The feelin’ of an apocalypse happenin’, but nothin’ is awkward
The feelin’ won’t prosper
The feelin’ is toxic
— Kendrick Lamar, FEEL.

It feels like we are on the brink of something. Something catastrophic. Something irreversible. Something so tragic, we'll never heal from it. At least not for a while. I spent a month wearing all black. Mourning. The death of the American dream had come. However this is not quite the end. There's more to our story. Our ancestors made it through. We are just on the brink of a new American reality. A new Global reality. What will it look like? I don't quite know. But the world as we've known it is gone. 

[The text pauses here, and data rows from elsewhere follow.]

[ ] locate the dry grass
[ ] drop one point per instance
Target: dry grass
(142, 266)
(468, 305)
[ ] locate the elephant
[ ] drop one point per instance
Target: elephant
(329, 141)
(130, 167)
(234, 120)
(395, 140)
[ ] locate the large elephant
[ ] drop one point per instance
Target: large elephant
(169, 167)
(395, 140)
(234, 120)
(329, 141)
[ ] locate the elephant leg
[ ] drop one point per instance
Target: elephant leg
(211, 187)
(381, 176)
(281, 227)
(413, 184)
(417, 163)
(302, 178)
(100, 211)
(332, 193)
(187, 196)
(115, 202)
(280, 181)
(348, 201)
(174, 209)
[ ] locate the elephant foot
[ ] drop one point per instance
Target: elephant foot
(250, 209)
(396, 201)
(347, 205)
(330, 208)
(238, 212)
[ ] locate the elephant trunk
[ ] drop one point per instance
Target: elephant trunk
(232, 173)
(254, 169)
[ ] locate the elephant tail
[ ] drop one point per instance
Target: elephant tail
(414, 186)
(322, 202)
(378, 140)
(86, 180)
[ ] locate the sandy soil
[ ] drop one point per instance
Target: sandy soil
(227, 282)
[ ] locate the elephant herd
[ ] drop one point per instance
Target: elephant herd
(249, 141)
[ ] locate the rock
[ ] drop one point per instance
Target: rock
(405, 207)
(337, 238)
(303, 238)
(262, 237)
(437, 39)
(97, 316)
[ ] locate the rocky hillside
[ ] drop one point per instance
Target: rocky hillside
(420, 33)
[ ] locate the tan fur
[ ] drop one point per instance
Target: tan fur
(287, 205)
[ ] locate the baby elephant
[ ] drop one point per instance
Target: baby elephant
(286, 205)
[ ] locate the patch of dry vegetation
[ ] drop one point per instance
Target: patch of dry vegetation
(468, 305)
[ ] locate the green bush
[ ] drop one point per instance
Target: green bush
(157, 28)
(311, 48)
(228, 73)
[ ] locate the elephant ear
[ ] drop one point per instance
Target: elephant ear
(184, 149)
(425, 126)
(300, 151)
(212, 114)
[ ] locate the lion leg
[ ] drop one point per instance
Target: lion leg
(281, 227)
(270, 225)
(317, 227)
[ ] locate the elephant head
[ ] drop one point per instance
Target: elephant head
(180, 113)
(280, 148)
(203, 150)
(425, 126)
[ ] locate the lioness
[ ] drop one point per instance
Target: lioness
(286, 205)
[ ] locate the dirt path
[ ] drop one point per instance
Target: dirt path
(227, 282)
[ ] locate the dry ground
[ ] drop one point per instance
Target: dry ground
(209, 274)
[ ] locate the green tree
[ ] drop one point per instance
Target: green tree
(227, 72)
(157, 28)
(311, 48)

As I watched Harriet Tubman return from the invisible and appear on "Underground" in the episode Minty, she left us a message to get ready for what's to come.

You gotta’ pray another prayer, and you gotta’ walk in it with your convictions. He will provide, but you gotta’ do your part. You gotta’ find what it means for you to be a soldier. Beat back those that are trying to kill everything good and right in the world, and calling it making it great again. We can’t afford to be just citizens in a time of war. That’ll be surrender. That’d be giving up our souls.

Ain’t nobody get to sit this one out, you hear me.